Researchers have raised concerns about the level of evidence needed to win accelerated approval from the FDA. Regulators stand accused of waving through drugs on the basis of slight data and then failing to ensure confirmatory postapproval trials validate the decision.
The study, details of which were published in the Journal of the American Medical Association, looked at the 22 drugs that won accelerated approvals in 24 indications between 2009 and 2013. About two-thirds of the trials that generated data to support these approvals lacked control arms, reflecting the FDA’s then-emerging willingness to greenlight cancer drugs on the basis of single-arm studies.
Most of the drug labels noted the limitations of the data. And the FDA asked for 38 postapproval studies to confirm the efficacy, long-term outcomes and safety and pharmacokinetics of the drugs. As of April of this year, about 80% of these studies were either on track or already completed. The others were either running a year or more behind schedule or had been canceled altogether.

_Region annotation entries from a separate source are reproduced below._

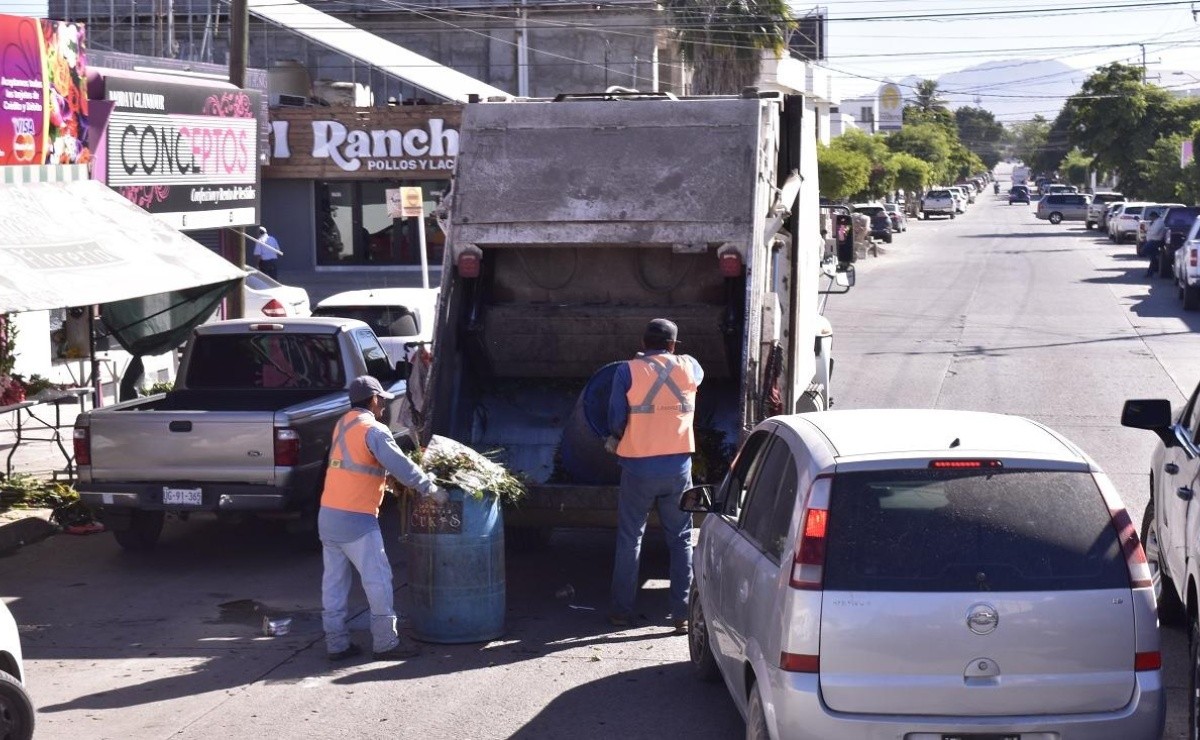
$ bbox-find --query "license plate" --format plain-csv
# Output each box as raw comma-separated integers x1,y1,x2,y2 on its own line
162,487,204,506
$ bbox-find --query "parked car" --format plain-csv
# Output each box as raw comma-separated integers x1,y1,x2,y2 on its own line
1084,192,1124,229
242,267,312,319
1134,203,1183,257
1034,193,1088,223
1109,200,1152,243
1141,205,1200,271
1170,213,1200,311
854,203,892,243
1121,387,1200,738
0,601,35,740
883,203,908,234
312,288,438,365
920,187,959,221
680,410,1165,740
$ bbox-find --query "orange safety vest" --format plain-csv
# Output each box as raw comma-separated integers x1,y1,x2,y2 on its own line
320,409,388,516
617,354,696,457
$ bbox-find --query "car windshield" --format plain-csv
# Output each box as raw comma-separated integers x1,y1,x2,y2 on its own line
312,306,421,337
826,469,1129,592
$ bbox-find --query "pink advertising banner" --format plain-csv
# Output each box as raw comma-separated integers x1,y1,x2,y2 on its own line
0,14,91,166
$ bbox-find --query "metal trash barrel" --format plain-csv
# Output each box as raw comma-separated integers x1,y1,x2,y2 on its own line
406,488,505,643
559,362,624,486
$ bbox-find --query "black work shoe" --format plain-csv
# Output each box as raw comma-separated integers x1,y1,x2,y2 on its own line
325,643,362,662
371,640,421,661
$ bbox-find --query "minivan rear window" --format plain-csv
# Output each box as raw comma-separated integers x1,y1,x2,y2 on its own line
824,470,1129,592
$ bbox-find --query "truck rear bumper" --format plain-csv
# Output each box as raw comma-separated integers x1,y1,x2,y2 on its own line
78,482,296,512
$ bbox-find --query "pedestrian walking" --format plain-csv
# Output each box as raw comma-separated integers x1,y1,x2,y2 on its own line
254,227,283,279
317,375,446,661
605,319,704,634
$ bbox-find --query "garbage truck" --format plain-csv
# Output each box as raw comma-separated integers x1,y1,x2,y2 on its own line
422,89,854,543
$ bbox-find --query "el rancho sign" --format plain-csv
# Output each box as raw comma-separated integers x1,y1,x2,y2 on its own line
263,106,462,180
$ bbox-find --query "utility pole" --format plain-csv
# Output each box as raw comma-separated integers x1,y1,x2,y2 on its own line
222,0,247,319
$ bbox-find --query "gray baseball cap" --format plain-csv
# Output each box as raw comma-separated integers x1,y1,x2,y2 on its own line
349,375,396,403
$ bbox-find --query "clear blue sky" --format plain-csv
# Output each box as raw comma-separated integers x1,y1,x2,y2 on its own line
816,0,1200,112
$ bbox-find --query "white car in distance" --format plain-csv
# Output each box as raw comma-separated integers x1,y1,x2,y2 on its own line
313,288,438,363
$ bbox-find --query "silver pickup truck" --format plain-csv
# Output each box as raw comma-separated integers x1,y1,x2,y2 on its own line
74,318,406,549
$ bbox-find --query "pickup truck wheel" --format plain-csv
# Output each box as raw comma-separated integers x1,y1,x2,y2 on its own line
113,511,163,552
0,670,35,740
1141,499,1187,626
1183,285,1200,311
688,583,721,681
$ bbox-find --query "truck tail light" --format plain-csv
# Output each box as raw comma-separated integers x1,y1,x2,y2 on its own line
458,252,482,277
72,427,91,465
716,252,742,277
263,299,288,319
1109,509,1153,589
275,429,300,468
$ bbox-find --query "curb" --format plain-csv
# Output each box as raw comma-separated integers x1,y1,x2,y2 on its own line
0,509,59,556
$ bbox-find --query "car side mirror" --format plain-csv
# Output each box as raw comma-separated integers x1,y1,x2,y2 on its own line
679,485,713,513
1121,398,1180,447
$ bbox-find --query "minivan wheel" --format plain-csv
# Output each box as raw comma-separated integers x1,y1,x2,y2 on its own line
688,583,721,681
0,670,34,740
1141,499,1187,626
746,681,772,740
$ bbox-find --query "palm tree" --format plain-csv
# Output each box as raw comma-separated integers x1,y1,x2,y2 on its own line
913,79,947,113
666,0,794,95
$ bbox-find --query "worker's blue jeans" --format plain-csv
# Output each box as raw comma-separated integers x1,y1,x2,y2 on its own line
320,528,400,652
611,470,691,619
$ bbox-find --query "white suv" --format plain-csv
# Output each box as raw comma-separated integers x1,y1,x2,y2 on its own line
0,601,34,740
682,410,1165,740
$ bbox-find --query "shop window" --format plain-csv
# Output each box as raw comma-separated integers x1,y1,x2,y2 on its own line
317,180,448,267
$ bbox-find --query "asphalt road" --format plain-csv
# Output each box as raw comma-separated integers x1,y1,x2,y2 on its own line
0,183,1200,740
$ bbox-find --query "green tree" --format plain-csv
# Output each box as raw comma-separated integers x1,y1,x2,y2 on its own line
1058,149,1093,187
892,152,934,193
817,144,871,200
954,106,1004,170
887,124,956,182
666,0,796,95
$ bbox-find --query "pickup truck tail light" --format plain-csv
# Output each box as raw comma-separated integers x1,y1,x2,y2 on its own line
72,427,91,465
263,299,288,318
275,429,300,468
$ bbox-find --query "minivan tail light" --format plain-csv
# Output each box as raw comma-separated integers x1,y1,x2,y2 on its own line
263,299,288,319
790,501,829,591
1133,650,1163,670
275,429,300,468
1109,509,1153,589
72,427,91,465
779,652,821,673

This is a cause for concern among the authors of the study.
“We have found numerous situations in which required confirmatory studies with rigorous designs and outcomes are not pursued or are not completed in a timely fashion, and in these cases, we are concerned that regulators appear to accept data that would not otherwise meet FDA standards,” Huseyin Naci, Ph.D., one of the authors of the paper, told Reuters.
The paper was published alongside an editorial by Robert Califf, M.D., whose short stint as the head of the FDA covered part of the period in which the fast-tracked drugs were supposed to be going through confirmatory studies. Califf thinks the paper raises “issues that merit deeper study and discussion within the FDA and in the clinical and payer ecosystems affected by the agency’s standards.” But he also defended the FDA and the accelerated approval pathway.
“In general, the current approach is acclaimed by those with the most at stake—patients and their families,” he wrote.
Those patients and their families have helped swing the pendulum away from caution and toward faster approvals based on less conclusive evidence. And, unless a safety scandal drives it back the other way, it is currently hard to see the FDA reversing course and facing down the backlash that would likely follow.